For tasks, the abstract representation is built upon an existing OWL extension for processes on the Semantic Web, namely OWL-S [43] (formerly named DAML-S). Identical to the RoboEarth action recipes, OWL-S processes can be either one of two things;Footnote 4 a primitive.Footnote 5 process, which is directly executable, or a composite process, which describes the execution order for other composite or primitive processes. The execution order in composite tasks is dictated by the use of control procedures, such as while-do, split-join, if-then-else, sequential and parallel.Footnote 6 For the evaluation of logical conditions, OWL-S adopts the Semantic Web Rule Language (SWRL) [30], which combines OWL with RuleML, a Semantic Web standard for the evaluation of conditional expressions. As such, SWRL is used within OWL-S for the evaluation of control procedure conditions (such as if-then-else), and for process preconditions (such as for robot capability matching).

With the Protégé OWL-S modeling tool [18], control procedures can be easily developed by the visual overview and directly imposed logical constraints, see Fig. 6.

Fig. 6
figure 6

Protégé design of OWL-S control procedure for detecting an object

Primitive processes are indicated with single, and composite processes with double rectangles. A distinction is made between primitive processes that are executed on a ‘robot’ platform (if that robot has the proper capability), or executed by a computational algorithm running on the RoboEarth Cloud Engine (indicated by the ‘compute’ namespace).

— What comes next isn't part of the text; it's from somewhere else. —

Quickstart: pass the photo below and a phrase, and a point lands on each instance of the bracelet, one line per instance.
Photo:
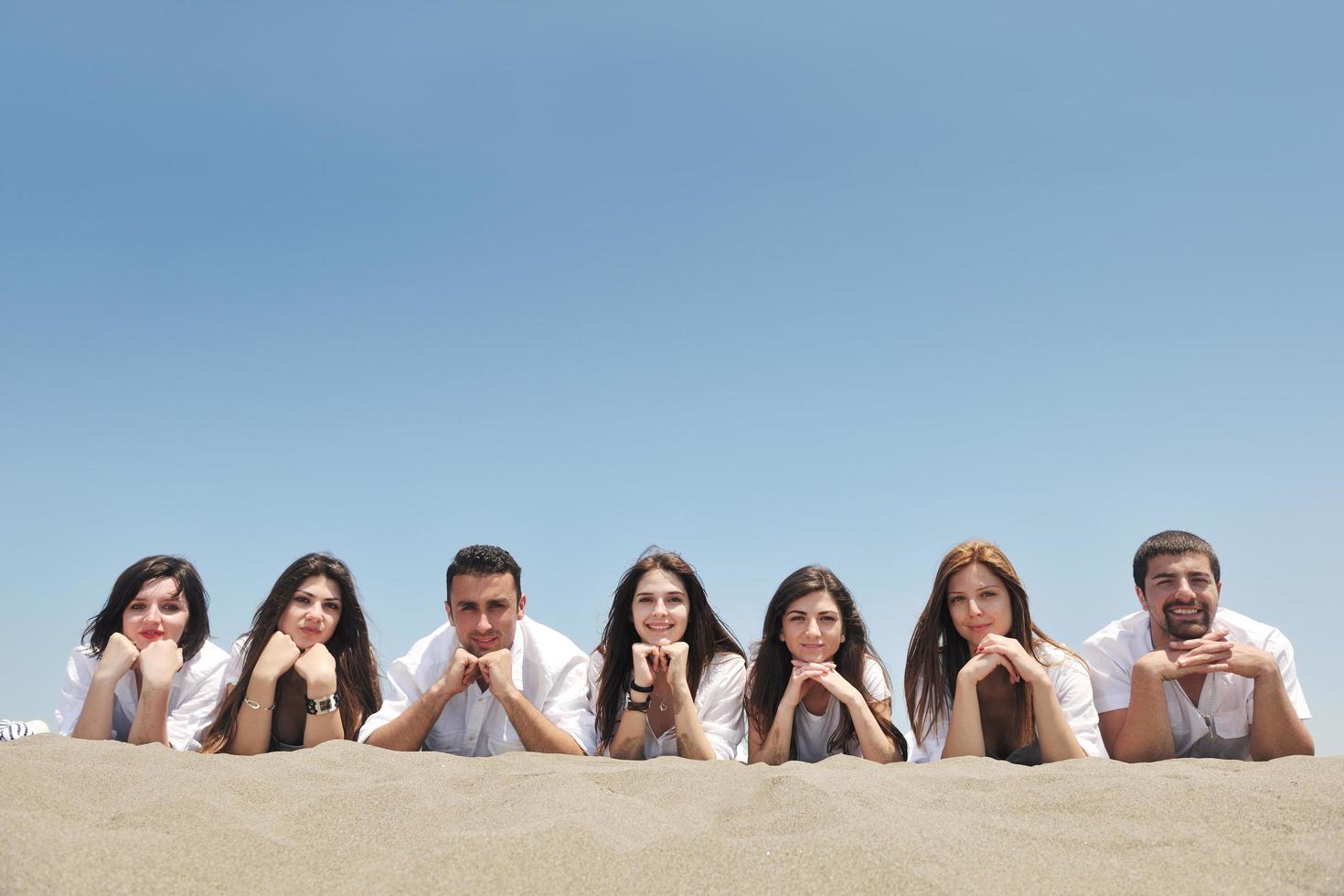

Process inputs and outputs, such as 3D point-clouds or joint state information, are not visualized on this level of modeling. These are solely represented in the grounding knowledge of each process, see the following section.

3.4.4 Grounding knowledge

OWL-S allows the process-flow modeling of primitive and composite processes on an abstract level, in a description logics representation. This allows logic based reasoning algorithms, such as planners and schedulers, to use these representations as planner building blocks. These abstract representations however, do not describe how processes are actually executed, which is called grounding. For this, primitive processes require information on implementation, interfacing, parametrization and communication. In the proposed architecture, this information is represented by the grounding knowledge, which is composed of an ontology describing process types, messages, parameters and communication channels. The OWL-S ontology by itself provides in a grounding representation suitable for invoking web services through the Web Service Definition Language (WSDL) [13]. WSDL provides in a concrete realization of abstract operations and messages, which can be either document or procedure oriented, and interfaced through either SOAP, HTTP, GET/POST or MIME. As this work targets the execution of tasks on ROS enabled platforms however, a ROS message-type grounding ontology is specifically developed for this purpose, see Fig. 7.

Fig. 7
figure 7

Example part of the ROS grounding ontology for a robot sensor

Grounding ontologies for different middle-wares, such as Urbi or Orocos, are in general also possible to design, but that is beyond the scope of this work. An example OWL snippet of a ROS-grounded task for reading out laser scan messages is given in Listing 6.

figure f

The complete grounding ontology is used for both the grounding of primitive processes on real robots, and for the grounding of (primitive) computational processes running in the computing environment on the RoboEarth Cloud Engine.

3.5 ROS component model

Section  3.3.2 describes all processes being invoked by the executive, as opposed to standard ROS architectures, where nodes are programmed to communicate individually upon the completion of an internal calculation. As this is effective for single-robot architectures, it impedes scalability to larger multi-robot architectures. Furthermore, this type of software entanglement is an open invitation to in-code parameterizations that are specific for the application at hand, impeding component reuse. This work therefore uses an altered ROS node component model, that aligns with Radestock’s design principles used in Sect. 2.1. Each algorithm now executes a generic, single computation (or single robot process) which is parametrized based on the configuration parameters (such as the HUE colorspace of a coke bottle, used for e.g. perception) found in the grounding ontology. As stated in Sect. 3.4.4, process interfacing is based on the ROS service-call protocol. A time-line sketch of this interfacing is depicted in Fig. 8.

Fig. 8
figure 8

ROS component model and process interfacing

3.6 Component deployment

Based on the above mentioned component details, Fig. 9 depicts a concretized component layout of Fig. 3.

Fig. 9
figure 9

Concretized component layout of Fig. 3

4 Experimental use-case

To validate the functionality of the proposed system, and to identify the systems strengths and weaknesses, an experimental use case has been devised. The experiment entails two robots, the Eindhoven University Amigo and Pico, see Fig. 10, which are given the task of serving and cleaning up drinks at a ‘cocktailparty’ in the Eindhoven University robotics lab. The goal of the experiment is to validate the desired interactions between components, and to make a first assessment on where the system or one of its internal components needs to be improved upon.

Fig. 10
figure 10

TU/e Amigo (left) and Pico (right)

4.1 Experiment description

The top-level task for the ‘cocktailparty’ taskFootnote 7, depicted in Fig. 11, consists out of 4 main subtasks;

Fig. 11
figure 11

Top level control flow for the ‘cocktailparty’ task

Fig. 12
figure 12

Control flow for ‘FindEmptyDrink’(a) and subtask ‘Navigate’(b)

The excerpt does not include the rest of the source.